Traceback (most recent call last):
  File "/Users/meren/github/anvio/bin/anvi-profile", line 130, in <module>
    main(args)
  File "/Users/meren/github/anvio/anvio/terminal.py", line 926, in wrapper
    program_method(*args, **kwargs)
  File "/Users/meren/github/anvio/bin/anvi-profile", line 38, in main
    profiler.BAMProfiler(args)._run()
  File "/Users/meren/github/anvio/anvio/profiler.py", line 593, in _run
    self.profile_single_thread()
  File "/Users/meren/github/anvio/anvio/profiler.py", line 1066, in profile_single_thread
    contig = self.process_contig(bam_file, contig_name, contig_length)

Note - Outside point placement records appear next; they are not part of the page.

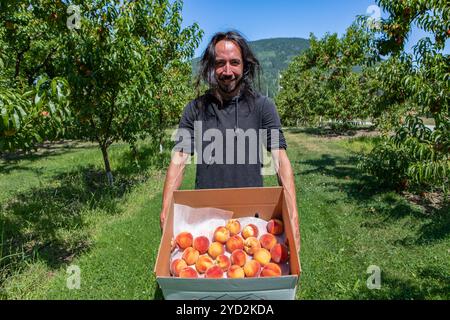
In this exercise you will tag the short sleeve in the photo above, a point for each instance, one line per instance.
(274, 139)
(184, 137)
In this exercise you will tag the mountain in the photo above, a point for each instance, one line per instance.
(274, 55)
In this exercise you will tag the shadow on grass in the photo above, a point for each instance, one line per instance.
(431, 283)
(50, 222)
(376, 201)
(328, 132)
(12, 161)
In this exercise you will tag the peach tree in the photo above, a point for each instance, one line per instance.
(326, 81)
(420, 81)
(128, 68)
(33, 99)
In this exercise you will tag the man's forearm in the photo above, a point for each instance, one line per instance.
(174, 178)
(286, 178)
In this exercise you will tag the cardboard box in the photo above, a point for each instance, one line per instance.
(268, 203)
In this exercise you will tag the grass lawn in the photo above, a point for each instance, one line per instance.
(56, 212)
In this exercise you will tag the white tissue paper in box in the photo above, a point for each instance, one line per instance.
(204, 221)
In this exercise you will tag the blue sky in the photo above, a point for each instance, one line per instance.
(264, 19)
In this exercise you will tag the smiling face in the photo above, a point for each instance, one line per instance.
(229, 67)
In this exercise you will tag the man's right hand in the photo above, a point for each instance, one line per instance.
(162, 219)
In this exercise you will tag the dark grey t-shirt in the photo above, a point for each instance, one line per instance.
(228, 139)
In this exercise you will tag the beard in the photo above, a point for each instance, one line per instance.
(229, 84)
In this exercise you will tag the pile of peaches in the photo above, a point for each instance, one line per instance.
(234, 252)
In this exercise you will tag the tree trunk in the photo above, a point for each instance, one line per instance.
(107, 165)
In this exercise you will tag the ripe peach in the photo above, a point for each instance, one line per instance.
(268, 241)
(203, 263)
(234, 226)
(176, 266)
(251, 268)
(190, 255)
(250, 230)
(216, 249)
(214, 272)
(279, 253)
(262, 256)
(223, 262)
(188, 272)
(238, 257)
(275, 227)
(271, 270)
(221, 234)
(234, 243)
(251, 244)
(201, 244)
(184, 240)
(235, 272)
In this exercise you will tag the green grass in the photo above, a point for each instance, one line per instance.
(56, 212)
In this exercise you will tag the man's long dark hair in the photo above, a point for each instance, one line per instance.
(252, 67)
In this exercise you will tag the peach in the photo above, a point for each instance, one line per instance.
(262, 256)
(275, 226)
(250, 230)
(221, 234)
(214, 272)
(201, 244)
(216, 249)
(223, 262)
(234, 226)
(251, 268)
(238, 257)
(235, 272)
(190, 255)
(188, 272)
(251, 244)
(184, 240)
(203, 263)
(176, 266)
(268, 241)
(235, 243)
(271, 270)
(279, 253)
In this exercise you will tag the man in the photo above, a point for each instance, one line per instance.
(230, 113)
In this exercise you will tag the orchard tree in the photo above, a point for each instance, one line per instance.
(421, 78)
(128, 68)
(33, 100)
(324, 82)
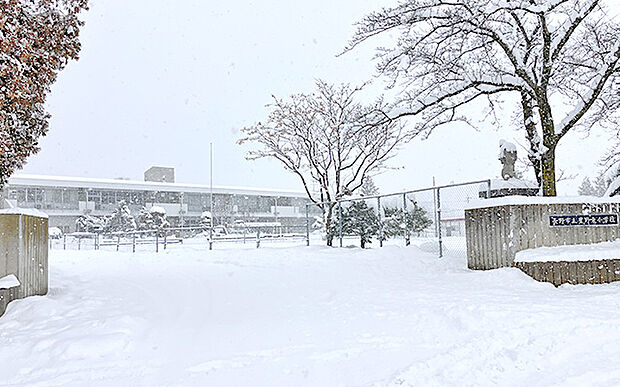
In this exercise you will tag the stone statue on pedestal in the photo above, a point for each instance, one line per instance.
(508, 157)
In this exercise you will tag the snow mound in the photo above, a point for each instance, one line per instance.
(572, 253)
(10, 281)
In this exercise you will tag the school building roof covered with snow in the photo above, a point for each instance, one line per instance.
(64, 199)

  File "/Users/meren/github/anvio/anvio/profiler.py", line 1019, in process_contig
    split.auxiliary.process(bam_file)
  File "/Users/meren/github/anvio/anvio/contigops.py", line 205, in process
    self.run_SNVs_and_indels(bam)
  File "/Users/meren/github/anvio/anvio/contigops.py", line 485, in run_SNVs_and_indels
    aligned_sequence_as_ord, reference_positions = read.get_aligned_sequence_and_reference_positions()

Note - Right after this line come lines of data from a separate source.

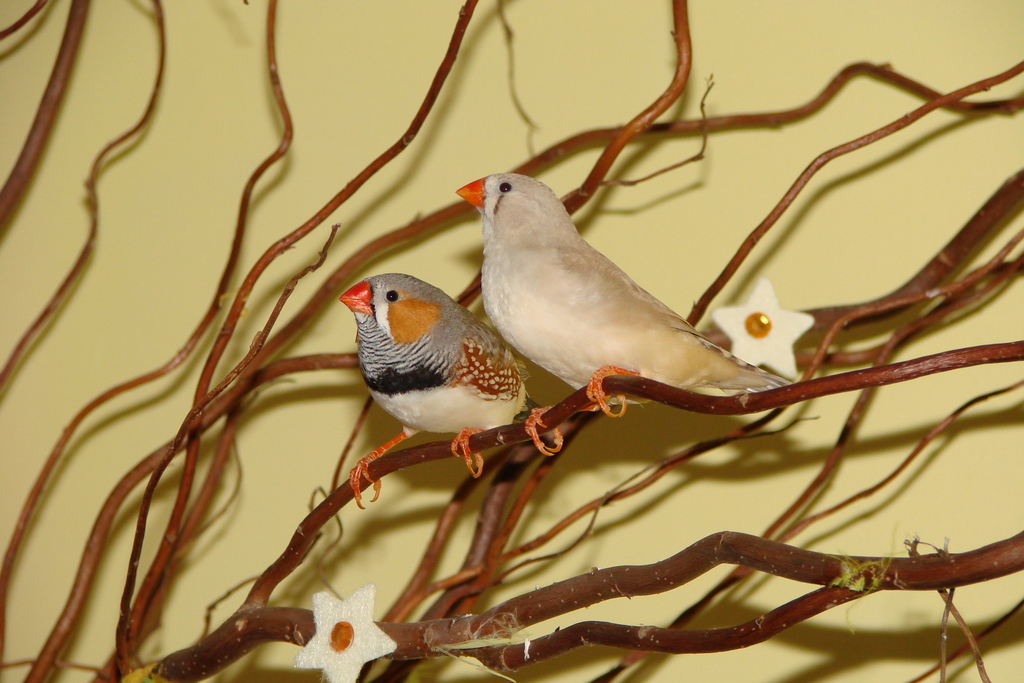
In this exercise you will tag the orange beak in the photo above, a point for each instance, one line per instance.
(357, 298)
(473, 193)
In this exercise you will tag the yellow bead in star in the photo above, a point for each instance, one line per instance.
(758, 325)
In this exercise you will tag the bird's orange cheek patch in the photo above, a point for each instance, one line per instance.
(411, 318)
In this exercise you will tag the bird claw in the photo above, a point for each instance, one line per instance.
(361, 470)
(460, 449)
(595, 390)
(534, 426)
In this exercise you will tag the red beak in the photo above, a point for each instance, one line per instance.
(357, 298)
(473, 193)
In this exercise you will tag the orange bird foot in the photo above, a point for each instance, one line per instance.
(534, 427)
(460, 449)
(595, 390)
(360, 471)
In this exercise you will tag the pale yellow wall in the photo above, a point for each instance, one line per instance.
(353, 74)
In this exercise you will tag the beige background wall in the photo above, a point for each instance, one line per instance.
(354, 74)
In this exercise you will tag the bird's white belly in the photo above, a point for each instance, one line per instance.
(550, 329)
(446, 409)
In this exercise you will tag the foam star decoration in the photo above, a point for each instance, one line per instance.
(346, 637)
(762, 332)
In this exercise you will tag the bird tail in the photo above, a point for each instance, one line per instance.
(751, 379)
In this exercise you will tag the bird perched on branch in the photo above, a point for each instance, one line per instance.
(569, 309)
(432, 365)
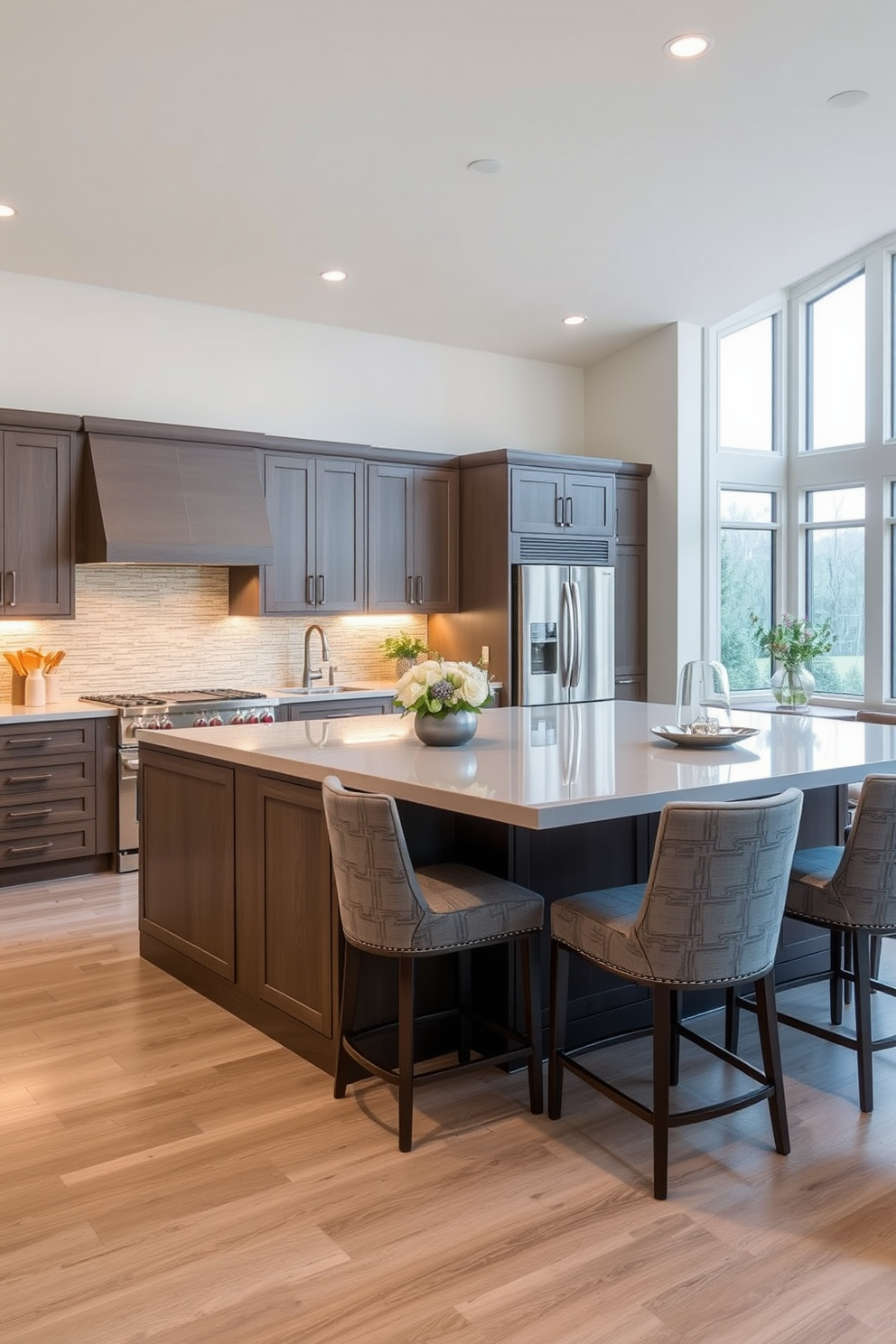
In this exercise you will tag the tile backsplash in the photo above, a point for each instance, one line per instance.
(144, 628)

  File "/Users/meren/github/anvio/anvio/bamops.py", line 557, in get_aligned_sequence_and_reference_positions
    return _get_aligned_sequence_and_reference_positions(
ValueError: cannot assign slice from input of different size

Solution for this requires insights into whether we should carry over more information into the read instance for the secondary alignment for the primary alignment when we update the 'sequence' information at these locations:

        (...)
        for read in self.fetch(contig_name, start, end):
            if self.secondary_alignments_tracked and read.is_secondary:
                read.query_sequence = self.primary_alignments[read.query_name]
        (...)

We update query sequence, but probably we need to update one or more things to address the SNVs error. Until then, using the flag --skip-SNV-profiling along with --track-secondary-alignments is the only option to avoid catastrophic failures during the profiling of secondary alignments.